AB is the chord of a circle with centre O AB is produced to C such that BC=OB CO is joined and produced to meet the circle in D IF $\angle ACD=y^{\circ }and\angle AOD=x^{\circ }$
prove that $x^{\circ }=3y^{\circ }$

Answer 1

AB is a chord of a circle with centre O AB is produced to C such that BO = BC
CO is joined and produced to meet the circle at D
We shall prove $x^{\circ }=3y^{\circ }$
We have
$BC=OB$

$\angle OCB=\angle BOC=y^{\circ }$
[Angles opposite to equal sides are equal ]

$\angle OBA=\angle BOC+\angle OCB$
[Ext angle of a $△$ is equal to the sum of the opposite interior angles ]
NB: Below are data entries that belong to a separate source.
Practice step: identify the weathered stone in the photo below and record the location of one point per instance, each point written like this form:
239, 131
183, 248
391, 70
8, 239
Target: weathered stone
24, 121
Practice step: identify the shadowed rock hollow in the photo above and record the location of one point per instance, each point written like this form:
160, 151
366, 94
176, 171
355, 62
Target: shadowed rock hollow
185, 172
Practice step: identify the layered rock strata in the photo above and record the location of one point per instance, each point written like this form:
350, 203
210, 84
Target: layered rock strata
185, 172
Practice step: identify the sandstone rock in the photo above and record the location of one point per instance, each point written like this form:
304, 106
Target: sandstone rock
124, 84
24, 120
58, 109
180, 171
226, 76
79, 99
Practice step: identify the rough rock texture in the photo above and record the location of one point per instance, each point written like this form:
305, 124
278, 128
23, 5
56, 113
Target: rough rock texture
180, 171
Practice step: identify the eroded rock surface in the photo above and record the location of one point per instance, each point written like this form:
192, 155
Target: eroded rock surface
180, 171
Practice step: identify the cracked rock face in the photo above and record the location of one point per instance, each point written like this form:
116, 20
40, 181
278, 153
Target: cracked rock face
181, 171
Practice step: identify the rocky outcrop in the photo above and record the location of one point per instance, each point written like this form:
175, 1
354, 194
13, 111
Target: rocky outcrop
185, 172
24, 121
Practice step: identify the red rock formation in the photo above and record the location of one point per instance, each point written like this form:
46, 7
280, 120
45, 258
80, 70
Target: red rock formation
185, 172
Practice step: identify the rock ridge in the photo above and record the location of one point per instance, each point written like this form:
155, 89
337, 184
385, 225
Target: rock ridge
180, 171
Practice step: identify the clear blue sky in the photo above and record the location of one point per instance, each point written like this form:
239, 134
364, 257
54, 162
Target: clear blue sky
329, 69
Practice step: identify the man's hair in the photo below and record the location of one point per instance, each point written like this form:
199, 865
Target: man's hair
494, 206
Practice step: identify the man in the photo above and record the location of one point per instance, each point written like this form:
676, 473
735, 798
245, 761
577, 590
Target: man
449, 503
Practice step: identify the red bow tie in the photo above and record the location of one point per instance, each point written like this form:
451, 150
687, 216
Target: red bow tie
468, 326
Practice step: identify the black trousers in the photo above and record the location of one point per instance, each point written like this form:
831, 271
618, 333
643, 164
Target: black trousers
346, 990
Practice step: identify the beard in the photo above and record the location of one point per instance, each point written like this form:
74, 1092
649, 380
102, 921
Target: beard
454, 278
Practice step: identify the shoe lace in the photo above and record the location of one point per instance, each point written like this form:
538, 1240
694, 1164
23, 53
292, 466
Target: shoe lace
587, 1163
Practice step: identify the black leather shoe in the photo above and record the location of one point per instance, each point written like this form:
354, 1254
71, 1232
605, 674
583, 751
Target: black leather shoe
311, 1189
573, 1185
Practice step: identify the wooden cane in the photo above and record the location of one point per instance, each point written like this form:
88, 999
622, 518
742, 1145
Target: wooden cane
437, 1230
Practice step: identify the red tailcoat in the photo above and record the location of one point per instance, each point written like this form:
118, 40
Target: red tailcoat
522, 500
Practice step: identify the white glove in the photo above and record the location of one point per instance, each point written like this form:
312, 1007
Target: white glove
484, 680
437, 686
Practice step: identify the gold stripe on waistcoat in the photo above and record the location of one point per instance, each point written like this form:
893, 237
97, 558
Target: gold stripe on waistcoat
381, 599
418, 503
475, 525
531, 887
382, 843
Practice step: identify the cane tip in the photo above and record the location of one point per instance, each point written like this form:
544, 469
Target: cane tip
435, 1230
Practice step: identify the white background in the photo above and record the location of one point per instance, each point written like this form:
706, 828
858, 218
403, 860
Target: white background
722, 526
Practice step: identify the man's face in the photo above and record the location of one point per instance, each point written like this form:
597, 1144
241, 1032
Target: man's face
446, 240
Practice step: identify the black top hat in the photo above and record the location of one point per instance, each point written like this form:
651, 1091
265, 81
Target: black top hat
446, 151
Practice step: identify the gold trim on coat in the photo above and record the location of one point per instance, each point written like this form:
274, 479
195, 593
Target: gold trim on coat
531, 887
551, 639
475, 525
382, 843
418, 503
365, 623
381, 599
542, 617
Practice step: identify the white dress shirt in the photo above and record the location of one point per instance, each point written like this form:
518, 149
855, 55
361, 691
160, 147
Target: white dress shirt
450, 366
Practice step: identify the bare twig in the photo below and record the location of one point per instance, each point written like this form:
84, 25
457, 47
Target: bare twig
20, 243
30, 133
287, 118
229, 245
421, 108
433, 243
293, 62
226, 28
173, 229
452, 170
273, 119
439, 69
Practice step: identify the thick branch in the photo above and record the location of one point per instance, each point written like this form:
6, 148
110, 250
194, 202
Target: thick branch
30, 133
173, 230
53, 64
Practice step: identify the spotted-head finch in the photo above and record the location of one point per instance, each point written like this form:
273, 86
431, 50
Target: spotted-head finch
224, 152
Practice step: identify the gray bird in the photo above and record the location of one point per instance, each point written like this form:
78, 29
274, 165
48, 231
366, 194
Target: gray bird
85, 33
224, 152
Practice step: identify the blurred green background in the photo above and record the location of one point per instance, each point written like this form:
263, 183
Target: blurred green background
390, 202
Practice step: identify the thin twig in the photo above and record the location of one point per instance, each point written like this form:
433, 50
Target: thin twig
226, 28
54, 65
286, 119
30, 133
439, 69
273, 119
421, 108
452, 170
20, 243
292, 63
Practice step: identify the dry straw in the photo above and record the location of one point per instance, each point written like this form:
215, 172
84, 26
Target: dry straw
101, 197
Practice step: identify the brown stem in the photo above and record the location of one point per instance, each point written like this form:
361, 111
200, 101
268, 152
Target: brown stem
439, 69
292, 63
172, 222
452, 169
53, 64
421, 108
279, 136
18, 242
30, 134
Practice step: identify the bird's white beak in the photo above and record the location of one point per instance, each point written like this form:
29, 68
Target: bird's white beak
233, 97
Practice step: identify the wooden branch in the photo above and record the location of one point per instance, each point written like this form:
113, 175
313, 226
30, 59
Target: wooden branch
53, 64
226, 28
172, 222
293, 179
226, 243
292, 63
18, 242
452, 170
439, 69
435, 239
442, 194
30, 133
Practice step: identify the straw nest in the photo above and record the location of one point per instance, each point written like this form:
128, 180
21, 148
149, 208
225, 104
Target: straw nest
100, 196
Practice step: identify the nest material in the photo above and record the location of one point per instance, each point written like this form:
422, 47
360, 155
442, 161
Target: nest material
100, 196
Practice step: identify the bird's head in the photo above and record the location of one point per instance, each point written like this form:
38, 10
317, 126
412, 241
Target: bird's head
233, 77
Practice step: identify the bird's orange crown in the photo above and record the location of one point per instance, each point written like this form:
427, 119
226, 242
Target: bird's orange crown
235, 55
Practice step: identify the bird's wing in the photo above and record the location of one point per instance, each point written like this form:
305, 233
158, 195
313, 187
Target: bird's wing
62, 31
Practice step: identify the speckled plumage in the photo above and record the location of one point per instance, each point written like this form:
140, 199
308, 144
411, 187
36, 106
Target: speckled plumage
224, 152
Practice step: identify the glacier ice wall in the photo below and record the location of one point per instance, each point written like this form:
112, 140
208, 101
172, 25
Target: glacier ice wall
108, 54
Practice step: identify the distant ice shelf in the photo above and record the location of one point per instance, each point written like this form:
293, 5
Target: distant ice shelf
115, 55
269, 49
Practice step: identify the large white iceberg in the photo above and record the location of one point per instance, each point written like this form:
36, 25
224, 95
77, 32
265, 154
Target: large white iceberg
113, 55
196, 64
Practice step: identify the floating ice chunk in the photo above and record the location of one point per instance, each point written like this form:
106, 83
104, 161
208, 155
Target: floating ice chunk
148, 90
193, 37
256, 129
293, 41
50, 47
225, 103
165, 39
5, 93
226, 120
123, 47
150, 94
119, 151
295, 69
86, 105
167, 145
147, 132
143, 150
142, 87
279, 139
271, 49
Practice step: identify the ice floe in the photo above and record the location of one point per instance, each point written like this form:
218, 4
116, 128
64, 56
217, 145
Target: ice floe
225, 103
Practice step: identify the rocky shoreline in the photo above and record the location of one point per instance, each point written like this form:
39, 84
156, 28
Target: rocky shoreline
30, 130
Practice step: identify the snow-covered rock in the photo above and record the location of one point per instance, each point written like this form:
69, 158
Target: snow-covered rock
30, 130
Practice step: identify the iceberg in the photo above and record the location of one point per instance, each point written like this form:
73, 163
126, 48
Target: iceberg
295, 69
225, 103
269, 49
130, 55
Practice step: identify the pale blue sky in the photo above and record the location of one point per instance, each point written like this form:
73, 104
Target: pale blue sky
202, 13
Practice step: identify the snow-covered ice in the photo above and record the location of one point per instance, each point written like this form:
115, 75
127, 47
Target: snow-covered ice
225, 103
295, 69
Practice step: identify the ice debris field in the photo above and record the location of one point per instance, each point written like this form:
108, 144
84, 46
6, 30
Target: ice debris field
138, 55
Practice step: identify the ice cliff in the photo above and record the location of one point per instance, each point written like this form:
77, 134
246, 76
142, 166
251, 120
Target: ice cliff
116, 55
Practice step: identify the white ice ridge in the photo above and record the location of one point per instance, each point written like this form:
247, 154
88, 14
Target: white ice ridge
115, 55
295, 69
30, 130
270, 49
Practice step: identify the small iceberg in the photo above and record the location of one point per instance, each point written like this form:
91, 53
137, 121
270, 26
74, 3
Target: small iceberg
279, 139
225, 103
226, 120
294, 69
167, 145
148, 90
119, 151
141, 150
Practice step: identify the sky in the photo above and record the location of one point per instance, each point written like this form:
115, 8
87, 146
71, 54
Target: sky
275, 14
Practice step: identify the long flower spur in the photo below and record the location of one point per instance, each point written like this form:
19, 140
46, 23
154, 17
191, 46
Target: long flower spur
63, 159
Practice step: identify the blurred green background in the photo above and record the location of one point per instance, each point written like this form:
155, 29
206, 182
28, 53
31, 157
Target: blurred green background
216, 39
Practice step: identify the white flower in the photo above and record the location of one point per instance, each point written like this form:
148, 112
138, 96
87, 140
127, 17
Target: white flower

$\Rightarrow \angle OBC=y^{\circ }+y^{\circ }=2y^{\circ }$

$OA=OB$...[Radii of the same circle ]

$\angle OAB=\angle OBA$....[Angles opp. To equal sides of a $△$]

$=2y^{\circ }$

$\angle AOD=\angle OAC+\angle OCA$

$=2y^{\circ }+y^{\circ }$

$=3y^{\circ }$ [Exterior angle - Sum of opposite interrior angles]

$\Rightarrow x^{\circ }=3y^{\circ }$